AHA cries foul over RSA farce



THE Australian Hotels Association (ACT) is up in arms over the requirement for staff handling alcohol in the ACT to hold a locally issued Responsible Service of Alcohol certificate.

AHA ACT General Manager Brad Watts said this “nonsense” restriction was having a major impact on hospitality businesses.

“A prime example occurred last weekend, when a licensed hotel hosted a major event and was assured by authorities that interstate staff RSA qualifications would be recognised. However, it’s understood licensing authorities changed their minds and the venue was forced to have qualified staff trained at the last minute,” Mr Watts said.

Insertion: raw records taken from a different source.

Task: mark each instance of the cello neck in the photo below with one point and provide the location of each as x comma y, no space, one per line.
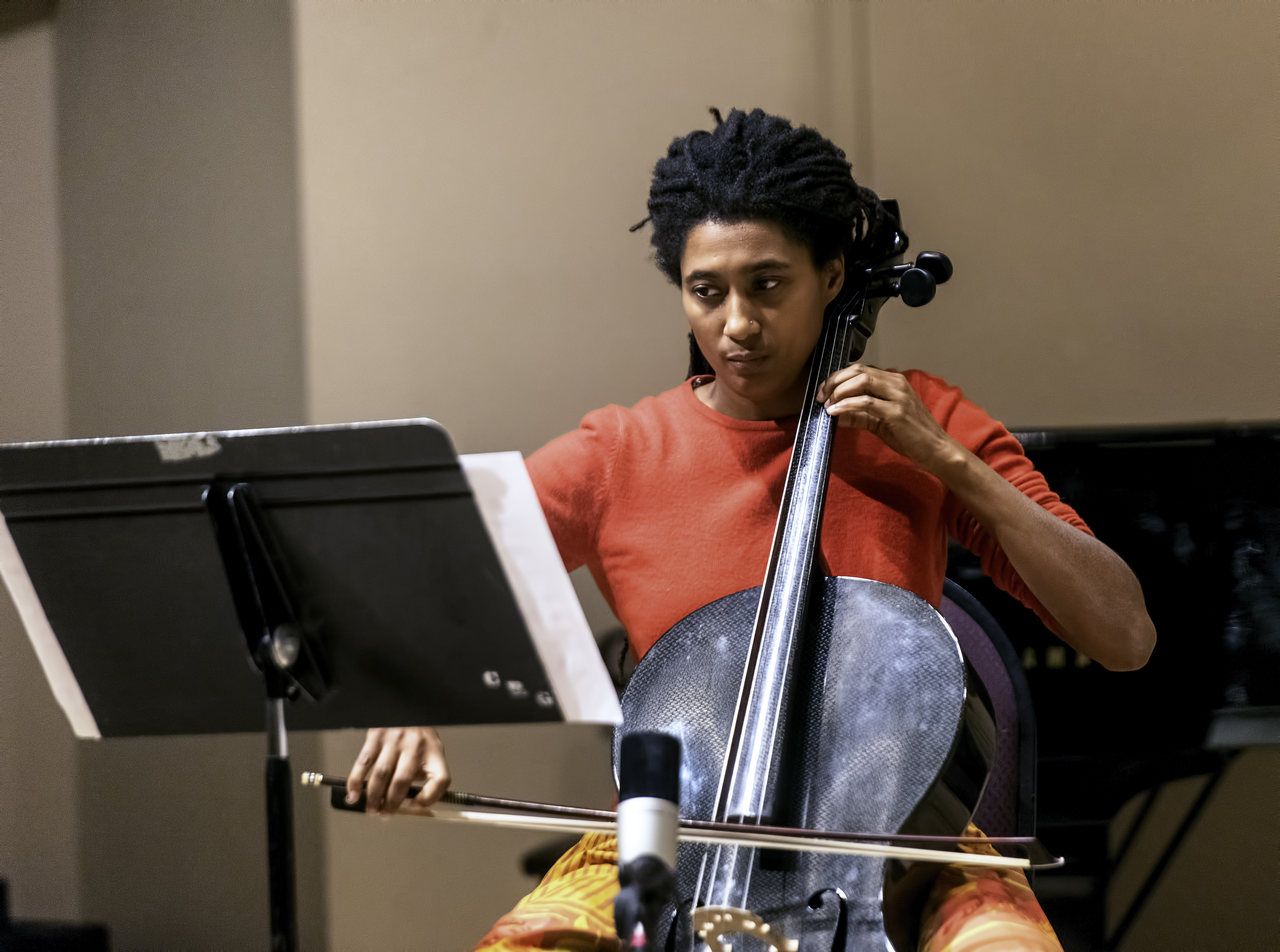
746,789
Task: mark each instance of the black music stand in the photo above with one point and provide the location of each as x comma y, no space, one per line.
170,584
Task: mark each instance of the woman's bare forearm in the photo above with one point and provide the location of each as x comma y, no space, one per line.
1087,588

“Not recognising interstate RSA’s simply doesn’t make sense – the AHA ACT is calling on the ACT Government to fix the confusion and reform this red tape restriction immediately.”

It should be noted that the RSA course can be completed online for $49.

When your correspondent completed the course at CIT a couple of years ago the test was so simple that anyone failing it should probably be disqualified from voting let alone serving alcohol.

While obtaining an RSA certificate is trivially easy it’s easy to see the AHA’s point that it also serves very little real purpose.

In the unlikely event that some group of people with no prior experience of alcohol were to decide for apocalyptic reasons to really tie on then the knowledge of obtaining the certificate might come in handy. But in those circumstances its hard to see it making much difference.

Some might suspect the only real purpose of the certificate is to drive revenue to the ACT training system.